All things considered, it was a pretty eventful shoot.  There's never a dull moment we you're on the road and the best you can hope for is to come back with some decent footage.  You can look forward to seeing more of this part of the country in upcoming Missions of EveryDay Earth!

Sunday, March 21, 2021

Sunday, December 20, 2020

Latest Shoot: 650 Feet Below Kansas


We headed north for our latest shoot, all the way to the Sunflower State.  Kansas welcomed us back but it wasn't its flat plains we were looking for, it was underneath them.  Strataca, the Underground Salt Museum is a part of a still-working mine owned by the Hutchinson Salt Company and they were nice enough to let us come by and get some footage for EveryDay Earth!

 In addition to several tours, the underground museum has tons of exhibits on mining, history and science, all inside the old mine.   It only takes 90 seconds to descend the 650 feet into the mine/museum but hours to take it all in.  It was great to get shots of the walls of the historic tunnels.
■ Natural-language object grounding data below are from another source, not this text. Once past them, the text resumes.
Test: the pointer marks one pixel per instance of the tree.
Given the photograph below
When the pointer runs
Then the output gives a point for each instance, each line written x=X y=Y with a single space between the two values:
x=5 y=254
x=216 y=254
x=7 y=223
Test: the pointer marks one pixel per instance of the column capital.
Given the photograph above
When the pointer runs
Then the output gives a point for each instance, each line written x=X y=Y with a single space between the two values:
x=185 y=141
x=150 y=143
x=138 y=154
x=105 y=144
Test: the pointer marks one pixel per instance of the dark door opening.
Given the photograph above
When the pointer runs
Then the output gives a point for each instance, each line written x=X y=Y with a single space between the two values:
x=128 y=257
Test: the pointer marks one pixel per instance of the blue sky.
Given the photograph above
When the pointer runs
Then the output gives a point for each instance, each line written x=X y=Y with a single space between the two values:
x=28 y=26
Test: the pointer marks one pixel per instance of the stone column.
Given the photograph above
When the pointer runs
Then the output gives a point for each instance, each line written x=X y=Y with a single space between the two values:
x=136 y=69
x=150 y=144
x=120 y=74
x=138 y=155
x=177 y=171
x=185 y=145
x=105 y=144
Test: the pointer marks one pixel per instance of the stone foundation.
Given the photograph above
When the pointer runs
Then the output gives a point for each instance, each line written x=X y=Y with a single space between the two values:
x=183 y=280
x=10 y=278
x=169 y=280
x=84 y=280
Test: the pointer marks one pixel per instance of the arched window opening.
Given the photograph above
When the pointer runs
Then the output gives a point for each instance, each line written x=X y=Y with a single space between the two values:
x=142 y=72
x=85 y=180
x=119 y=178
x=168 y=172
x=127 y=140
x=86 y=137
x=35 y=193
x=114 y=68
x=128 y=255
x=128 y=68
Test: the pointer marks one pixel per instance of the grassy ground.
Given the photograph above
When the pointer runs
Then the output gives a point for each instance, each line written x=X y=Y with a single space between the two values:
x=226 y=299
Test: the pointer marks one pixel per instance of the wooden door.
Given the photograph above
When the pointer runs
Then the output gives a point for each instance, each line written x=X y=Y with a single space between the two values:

There were also plenty of old mining equipment on display as well as tons and tons of empty dynamite boxes.  Apparently "what goes down into the mine, stays in the mine" including artifacts like old food packages, tools and even old footprints from the miners.

As you can probably imagine, the life of a miner was hardly glamorous.  The tours provided a good look into their working life including this seat of honor, left untouched for years.  Again, "what goes down into the mine, stays in the mine."  Due to the nature of the enclosed mine, everything inside it is well-preserved. 

And because of this, lots of old films and stored here as well as famous film costumes and props.  Our favorite was "Dorothy II" from the movie "Twister" but there were plenty of other stuff from movies like "Batman & Robin," "The Matrix, " and others.

Those were great but we were there for the rocks, of course.  We were able to get some great shots that will end up in future Missions of EveryDay Earth, so soon you'll be able to virtually experience Strataca yourself.